Profitieren können natürlich in erster Linie die Unternehmen. Die können dank der hohen Selbstständigkeit in den USA immer leichter Arbeitskräfte nur zeitweise einstellen und nach Bearbeitung eines gegebenen Projektes nach Belieben wieder freisetzen. Zudem müssen sich die Unternehmen weder um Steuern noch um Krankenversicherung und andere Nebenkosten kümmern - dafür sorgt der Freelancer. Der wiederum davon profitiert, dass die Unternehmen unter diesen Bedingungen eher bereit sind, überhaupt Jobs zu schaffen und zu vergeben.
Dennoch ist das Konzept nicht für jeden geeignet. Der Selbstständige trägt ein hohes Risiko, immerhin kommen die Gehaltsschecks oft unregelmäßig und Job-Garantien gibt es nicht. Doch wer nicht wagt, der nicht gewinnt, und nach diesem Motto besinnen sich offensichtlich immer mehr Amerikaner auf den "Can-Do"-Lifestyle, der das Land einst groß gemacht hat.
Da hilft natürlich, dass neue Technologien heutzutage den Schritt in die Selbstständigkeit erleichtern. Branchenstudien zufolge nutzen etwa immer mehr junge Freelancer Online-Software, die früher teuer und damit den Konzernen vorbehalten war. Die "Apps", die der Suchmaschinen-Riese Google ins Netz gestellt hat, reichen etwa vom Email-Programm GMail mit zur Zeit mehr als 10 Mio. Usern über Textverarbeitungs- und Tabellenprogramme bis hin zu Software für Präsentationen, die sogar die gleichzeitige Bearbeitung eines Dokuments durch unterschiedliche Nutzer erlauben.

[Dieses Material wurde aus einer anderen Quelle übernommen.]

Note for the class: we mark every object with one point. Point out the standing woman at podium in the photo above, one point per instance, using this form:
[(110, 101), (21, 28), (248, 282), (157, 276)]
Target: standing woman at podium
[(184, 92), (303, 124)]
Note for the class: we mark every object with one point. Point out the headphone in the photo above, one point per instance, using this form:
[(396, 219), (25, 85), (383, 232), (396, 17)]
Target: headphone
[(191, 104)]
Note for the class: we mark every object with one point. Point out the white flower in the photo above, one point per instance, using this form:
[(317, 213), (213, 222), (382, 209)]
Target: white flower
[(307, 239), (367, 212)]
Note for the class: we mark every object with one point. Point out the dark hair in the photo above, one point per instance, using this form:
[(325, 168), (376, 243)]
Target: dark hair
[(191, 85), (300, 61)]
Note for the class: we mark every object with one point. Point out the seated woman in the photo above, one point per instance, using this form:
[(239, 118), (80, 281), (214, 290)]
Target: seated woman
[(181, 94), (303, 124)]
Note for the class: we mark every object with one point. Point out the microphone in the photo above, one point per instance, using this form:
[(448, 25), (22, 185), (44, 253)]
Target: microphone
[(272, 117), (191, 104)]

Dazu gibt es den einfach zu bedienenden Webseiten-Designer, den schnellen Eintrag in Online-Karten und -Datenbanken und die Möglichkeit, mit ein paar Mausklicks verbrauchergesteuerte Werbespots für wenige Dollar zu schalten. Mehr als 1 Million Selbstständige und kleine Firmen nutzen die Programme, heißt es bei Google.

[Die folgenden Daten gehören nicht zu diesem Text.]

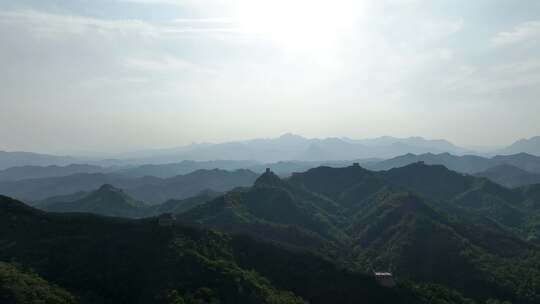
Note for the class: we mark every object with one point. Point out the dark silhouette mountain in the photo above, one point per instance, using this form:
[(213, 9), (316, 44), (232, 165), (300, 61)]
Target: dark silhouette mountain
[(184, 167), (294, 147), (107, 200), (112, 260), (466, 164), (179, 206), (184, 186), (530, 146), (510, 176), (14, 159), (151, 190), (28, 172), (20, 286), (424, 223)]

"Software sollte so einfach verfügbar sein wie Strom", erklärt Google-Entwickler Rishi Chandra. "Man sollte sich gar nicht darum kümmern müssen." So weit ist, wer sich im Netz die richtigen Programme aussucht.
Die richtige Idee und eine Portion Unternehmergeist braucht auch heute noch, wer aus einem festen Job aussteigt und auf eigene Faust arbeitet. Doch wenn die Amerikaner eines haben, dann ist es – angemessen oder übertrieben – Optimismus; vor allem in Krisenzeiten. Und zur Zeit ist das ganz wichtig, denn diese Einstellung allein könnte über kurz oder lang helfen, die angespannte Lage am Arbeitsmarkt etwas zu lockern.